La mia prima esperienza con la mano appesa fu in Oman in un InterContinental.
Mi presentarono un funzionario del ministero del commercio .
Era seduto ad un tavolo.
Aveva una certa età. Nemmeno mi guardò negli occhi.
All' epoca non conoscevo regole e tradizioni.
Me le spiegarono amici comuni. Per lo più giornalisti ed intellettuali.
Cioè gente meno legata alle tradizioni religiose e culturali.
Ci rimasi male perché bruscamente girò la testa dall' altra parte.
Annuì per lasciare intendere che aveva compreso chi ero.
Probabilmente era imbarazzato perché non parlava inglese.
A Londra invece rimasi stupita perché un ragazzo di seconda generazione, figlio di un algerino, parlava con me senza guardarmi negli occhi.

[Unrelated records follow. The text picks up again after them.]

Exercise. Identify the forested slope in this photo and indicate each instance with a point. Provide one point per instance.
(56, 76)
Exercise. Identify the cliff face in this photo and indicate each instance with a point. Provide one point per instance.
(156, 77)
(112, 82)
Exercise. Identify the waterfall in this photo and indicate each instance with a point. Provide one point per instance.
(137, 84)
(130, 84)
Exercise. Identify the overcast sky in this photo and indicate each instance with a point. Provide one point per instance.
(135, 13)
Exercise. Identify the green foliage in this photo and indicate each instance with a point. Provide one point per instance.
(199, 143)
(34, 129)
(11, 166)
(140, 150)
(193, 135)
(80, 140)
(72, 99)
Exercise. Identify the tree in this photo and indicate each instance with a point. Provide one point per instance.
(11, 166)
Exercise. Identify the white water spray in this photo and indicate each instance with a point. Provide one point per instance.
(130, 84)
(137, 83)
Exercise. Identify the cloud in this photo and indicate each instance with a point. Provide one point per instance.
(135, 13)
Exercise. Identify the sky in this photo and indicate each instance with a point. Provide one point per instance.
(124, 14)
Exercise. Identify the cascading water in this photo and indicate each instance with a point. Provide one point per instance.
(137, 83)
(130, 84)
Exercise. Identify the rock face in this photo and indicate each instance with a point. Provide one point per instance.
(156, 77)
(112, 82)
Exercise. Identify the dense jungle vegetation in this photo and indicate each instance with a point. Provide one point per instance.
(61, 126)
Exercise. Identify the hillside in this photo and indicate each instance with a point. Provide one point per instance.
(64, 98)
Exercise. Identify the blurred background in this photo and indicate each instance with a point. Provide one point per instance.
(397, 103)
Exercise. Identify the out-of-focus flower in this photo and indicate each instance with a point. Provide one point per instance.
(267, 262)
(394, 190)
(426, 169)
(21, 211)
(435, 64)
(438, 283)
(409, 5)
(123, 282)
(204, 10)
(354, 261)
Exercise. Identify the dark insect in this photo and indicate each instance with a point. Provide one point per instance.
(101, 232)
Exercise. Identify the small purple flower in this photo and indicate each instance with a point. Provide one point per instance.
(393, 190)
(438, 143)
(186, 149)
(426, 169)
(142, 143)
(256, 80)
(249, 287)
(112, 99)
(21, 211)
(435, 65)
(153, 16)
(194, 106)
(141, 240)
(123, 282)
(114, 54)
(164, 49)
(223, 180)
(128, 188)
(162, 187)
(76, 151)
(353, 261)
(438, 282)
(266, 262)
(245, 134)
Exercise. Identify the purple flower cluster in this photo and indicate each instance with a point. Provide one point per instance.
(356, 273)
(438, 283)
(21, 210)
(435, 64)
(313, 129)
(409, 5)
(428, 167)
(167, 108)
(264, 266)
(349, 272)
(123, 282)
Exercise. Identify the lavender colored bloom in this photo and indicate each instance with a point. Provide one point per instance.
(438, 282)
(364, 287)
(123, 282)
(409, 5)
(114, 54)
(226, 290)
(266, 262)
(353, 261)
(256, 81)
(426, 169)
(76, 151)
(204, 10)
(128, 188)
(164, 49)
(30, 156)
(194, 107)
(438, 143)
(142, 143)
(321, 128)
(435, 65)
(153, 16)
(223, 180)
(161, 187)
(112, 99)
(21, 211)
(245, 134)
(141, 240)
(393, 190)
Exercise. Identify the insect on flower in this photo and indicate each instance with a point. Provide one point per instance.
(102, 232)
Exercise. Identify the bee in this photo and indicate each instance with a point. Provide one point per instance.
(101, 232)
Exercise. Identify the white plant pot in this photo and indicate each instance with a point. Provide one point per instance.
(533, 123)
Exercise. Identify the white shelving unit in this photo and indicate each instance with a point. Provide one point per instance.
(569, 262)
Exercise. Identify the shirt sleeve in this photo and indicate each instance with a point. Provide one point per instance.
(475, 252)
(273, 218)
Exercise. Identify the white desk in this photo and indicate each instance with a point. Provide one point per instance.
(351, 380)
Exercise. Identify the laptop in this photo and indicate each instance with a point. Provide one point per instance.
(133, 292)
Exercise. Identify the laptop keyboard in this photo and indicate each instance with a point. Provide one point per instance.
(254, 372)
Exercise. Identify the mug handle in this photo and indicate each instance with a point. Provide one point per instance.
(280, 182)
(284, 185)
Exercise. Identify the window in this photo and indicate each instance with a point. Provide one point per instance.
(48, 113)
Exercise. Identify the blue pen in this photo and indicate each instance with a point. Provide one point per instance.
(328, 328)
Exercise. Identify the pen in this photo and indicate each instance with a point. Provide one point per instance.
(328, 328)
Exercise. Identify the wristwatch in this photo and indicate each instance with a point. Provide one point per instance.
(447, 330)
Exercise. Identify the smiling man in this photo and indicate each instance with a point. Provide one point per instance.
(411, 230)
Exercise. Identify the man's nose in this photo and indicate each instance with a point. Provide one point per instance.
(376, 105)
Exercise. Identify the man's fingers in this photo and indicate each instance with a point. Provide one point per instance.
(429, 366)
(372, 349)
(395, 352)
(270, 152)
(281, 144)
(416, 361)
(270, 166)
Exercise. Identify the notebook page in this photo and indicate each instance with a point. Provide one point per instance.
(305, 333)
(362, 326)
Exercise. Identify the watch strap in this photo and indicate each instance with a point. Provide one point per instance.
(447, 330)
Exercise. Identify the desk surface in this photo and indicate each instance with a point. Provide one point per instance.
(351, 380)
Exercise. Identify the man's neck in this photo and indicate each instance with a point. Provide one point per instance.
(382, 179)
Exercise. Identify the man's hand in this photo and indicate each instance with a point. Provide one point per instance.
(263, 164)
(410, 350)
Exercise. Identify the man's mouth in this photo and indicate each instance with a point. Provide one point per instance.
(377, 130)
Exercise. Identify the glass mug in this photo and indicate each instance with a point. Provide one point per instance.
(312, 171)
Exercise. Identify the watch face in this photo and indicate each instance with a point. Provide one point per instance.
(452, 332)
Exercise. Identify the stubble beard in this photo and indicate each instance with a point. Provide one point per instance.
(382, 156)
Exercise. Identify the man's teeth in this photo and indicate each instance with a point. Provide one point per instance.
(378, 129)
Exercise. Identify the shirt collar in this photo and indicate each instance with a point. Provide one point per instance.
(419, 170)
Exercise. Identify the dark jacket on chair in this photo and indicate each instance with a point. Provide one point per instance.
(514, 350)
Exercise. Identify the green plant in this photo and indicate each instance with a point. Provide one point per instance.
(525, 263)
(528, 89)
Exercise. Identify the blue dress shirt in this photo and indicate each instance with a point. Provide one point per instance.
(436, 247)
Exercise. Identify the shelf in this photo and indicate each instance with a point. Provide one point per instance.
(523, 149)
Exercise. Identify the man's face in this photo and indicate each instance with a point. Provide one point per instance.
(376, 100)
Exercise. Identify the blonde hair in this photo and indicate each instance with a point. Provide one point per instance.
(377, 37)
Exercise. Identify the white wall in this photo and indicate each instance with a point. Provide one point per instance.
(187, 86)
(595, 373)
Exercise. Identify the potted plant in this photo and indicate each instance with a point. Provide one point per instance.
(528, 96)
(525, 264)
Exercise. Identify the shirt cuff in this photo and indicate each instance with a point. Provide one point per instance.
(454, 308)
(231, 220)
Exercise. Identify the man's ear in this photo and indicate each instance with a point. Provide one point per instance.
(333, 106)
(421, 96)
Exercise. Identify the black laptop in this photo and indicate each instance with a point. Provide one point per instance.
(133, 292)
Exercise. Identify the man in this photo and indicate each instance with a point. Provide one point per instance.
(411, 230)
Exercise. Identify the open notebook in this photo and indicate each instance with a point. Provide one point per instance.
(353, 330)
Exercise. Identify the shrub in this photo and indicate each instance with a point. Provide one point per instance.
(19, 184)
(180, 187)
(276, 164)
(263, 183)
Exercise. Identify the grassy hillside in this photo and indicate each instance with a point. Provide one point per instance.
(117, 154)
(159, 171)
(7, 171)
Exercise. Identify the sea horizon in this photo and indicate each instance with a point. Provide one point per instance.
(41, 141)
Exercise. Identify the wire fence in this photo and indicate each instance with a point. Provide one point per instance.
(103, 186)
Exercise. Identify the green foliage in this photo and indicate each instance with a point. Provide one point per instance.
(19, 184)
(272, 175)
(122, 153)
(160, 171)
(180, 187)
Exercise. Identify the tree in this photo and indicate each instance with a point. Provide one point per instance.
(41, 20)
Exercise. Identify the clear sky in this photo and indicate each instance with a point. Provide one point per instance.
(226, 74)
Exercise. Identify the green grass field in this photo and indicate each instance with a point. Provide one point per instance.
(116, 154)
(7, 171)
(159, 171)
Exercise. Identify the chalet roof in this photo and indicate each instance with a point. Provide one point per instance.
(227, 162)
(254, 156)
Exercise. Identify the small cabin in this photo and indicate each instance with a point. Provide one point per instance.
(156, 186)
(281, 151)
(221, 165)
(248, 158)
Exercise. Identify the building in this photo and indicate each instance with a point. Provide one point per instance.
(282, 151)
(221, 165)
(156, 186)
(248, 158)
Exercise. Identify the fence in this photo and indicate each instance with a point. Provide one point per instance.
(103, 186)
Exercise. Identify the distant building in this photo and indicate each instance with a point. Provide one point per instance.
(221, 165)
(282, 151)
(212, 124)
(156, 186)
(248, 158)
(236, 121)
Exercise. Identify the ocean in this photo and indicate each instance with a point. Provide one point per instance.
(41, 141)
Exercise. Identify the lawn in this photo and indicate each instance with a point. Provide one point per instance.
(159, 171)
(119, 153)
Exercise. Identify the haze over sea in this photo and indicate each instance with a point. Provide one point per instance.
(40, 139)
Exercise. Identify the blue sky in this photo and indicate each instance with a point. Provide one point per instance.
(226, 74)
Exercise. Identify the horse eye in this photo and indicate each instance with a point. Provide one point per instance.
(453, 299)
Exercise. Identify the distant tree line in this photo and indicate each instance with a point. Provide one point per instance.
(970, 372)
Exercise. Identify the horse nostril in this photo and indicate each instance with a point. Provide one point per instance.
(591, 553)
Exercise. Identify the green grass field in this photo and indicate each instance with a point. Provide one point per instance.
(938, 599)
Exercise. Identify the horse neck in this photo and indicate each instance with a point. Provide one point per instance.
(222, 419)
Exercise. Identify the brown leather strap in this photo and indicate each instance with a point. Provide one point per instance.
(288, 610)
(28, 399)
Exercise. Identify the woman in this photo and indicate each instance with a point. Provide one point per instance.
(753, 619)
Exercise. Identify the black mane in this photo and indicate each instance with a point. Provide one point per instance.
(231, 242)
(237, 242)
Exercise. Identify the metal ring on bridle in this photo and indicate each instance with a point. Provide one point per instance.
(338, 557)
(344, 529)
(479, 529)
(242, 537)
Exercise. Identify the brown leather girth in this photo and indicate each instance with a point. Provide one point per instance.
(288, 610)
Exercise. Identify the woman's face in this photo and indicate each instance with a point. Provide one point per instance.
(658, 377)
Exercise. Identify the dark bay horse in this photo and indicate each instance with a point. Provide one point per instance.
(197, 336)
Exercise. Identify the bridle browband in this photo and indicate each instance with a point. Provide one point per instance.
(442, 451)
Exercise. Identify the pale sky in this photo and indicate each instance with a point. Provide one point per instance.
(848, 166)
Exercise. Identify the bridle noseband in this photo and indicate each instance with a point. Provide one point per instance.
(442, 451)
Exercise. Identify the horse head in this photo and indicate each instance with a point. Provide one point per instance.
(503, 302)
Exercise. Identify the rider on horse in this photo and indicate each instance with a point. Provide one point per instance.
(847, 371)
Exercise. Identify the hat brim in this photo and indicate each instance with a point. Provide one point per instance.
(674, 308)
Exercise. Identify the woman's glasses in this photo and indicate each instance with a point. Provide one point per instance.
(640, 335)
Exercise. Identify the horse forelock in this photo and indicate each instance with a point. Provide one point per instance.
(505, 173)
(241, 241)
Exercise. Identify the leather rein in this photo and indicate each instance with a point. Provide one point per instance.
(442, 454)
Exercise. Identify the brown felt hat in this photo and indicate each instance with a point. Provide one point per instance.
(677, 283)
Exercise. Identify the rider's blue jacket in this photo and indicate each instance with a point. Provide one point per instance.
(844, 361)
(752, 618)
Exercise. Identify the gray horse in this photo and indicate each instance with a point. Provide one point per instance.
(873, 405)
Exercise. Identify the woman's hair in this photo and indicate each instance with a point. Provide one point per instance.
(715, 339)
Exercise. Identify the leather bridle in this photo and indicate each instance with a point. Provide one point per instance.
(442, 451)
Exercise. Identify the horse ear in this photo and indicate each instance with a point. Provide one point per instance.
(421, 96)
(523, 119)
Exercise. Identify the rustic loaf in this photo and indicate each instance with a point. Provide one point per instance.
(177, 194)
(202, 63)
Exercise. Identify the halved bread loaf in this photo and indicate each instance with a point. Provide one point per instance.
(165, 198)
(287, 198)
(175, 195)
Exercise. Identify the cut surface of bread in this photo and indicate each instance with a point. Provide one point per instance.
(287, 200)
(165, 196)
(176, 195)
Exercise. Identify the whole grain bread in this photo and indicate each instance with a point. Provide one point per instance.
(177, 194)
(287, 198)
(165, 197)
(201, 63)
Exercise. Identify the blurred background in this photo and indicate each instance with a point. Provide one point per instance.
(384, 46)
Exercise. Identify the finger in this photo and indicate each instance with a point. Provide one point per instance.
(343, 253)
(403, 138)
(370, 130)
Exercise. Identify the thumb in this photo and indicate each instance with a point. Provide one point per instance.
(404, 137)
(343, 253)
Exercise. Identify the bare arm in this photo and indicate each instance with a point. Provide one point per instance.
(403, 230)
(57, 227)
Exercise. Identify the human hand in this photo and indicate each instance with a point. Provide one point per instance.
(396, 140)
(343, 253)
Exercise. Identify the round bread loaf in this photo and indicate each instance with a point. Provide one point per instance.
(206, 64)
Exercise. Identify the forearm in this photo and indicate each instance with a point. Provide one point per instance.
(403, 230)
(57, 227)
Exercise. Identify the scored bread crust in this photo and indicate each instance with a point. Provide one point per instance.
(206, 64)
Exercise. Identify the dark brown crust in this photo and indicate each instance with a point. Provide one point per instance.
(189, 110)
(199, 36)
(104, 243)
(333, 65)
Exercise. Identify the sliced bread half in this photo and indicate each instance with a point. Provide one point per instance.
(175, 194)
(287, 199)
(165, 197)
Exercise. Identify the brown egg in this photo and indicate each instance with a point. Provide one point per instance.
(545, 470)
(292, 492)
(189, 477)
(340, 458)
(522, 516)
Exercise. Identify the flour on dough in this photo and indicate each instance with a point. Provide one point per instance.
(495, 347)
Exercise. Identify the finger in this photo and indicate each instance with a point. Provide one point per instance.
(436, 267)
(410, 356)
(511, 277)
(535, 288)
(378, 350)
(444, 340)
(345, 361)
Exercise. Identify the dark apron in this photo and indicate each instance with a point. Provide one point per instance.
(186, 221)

Pensai che forse c' era qualcosa di sbagliato in me. Eravamo in una moschea.
Quando si analizza tutto quello che dice e fa il nuovo capo della Siria bisogna tenere conto del fatto che si tratta di un uomo giovane che ha combattuto guerre diverse vivendo anche nel buio delle caverne. Spostandosi di continuo di notte con il pensiero alla sopravvivenza sua e della famiglia.
Sta affrontando un contesto nuovo. E lo fa in maniera dinamica.
Non ha respinto la mano della ministra. Ha risposto con il gesto del COVID.
Con il sorriso ha portato la mano sul petto.
Da un jihadista, anche attento alla comunicazione e all' immagine, non mi sarei aspettata tanta raffinatezza.
Il destino dei Siriani, uomini e donne, non dipende da Al Sharaa o Al Joulani.
Ma dalla consapevolezza maturata dalla popolazione in decenni di oppressione.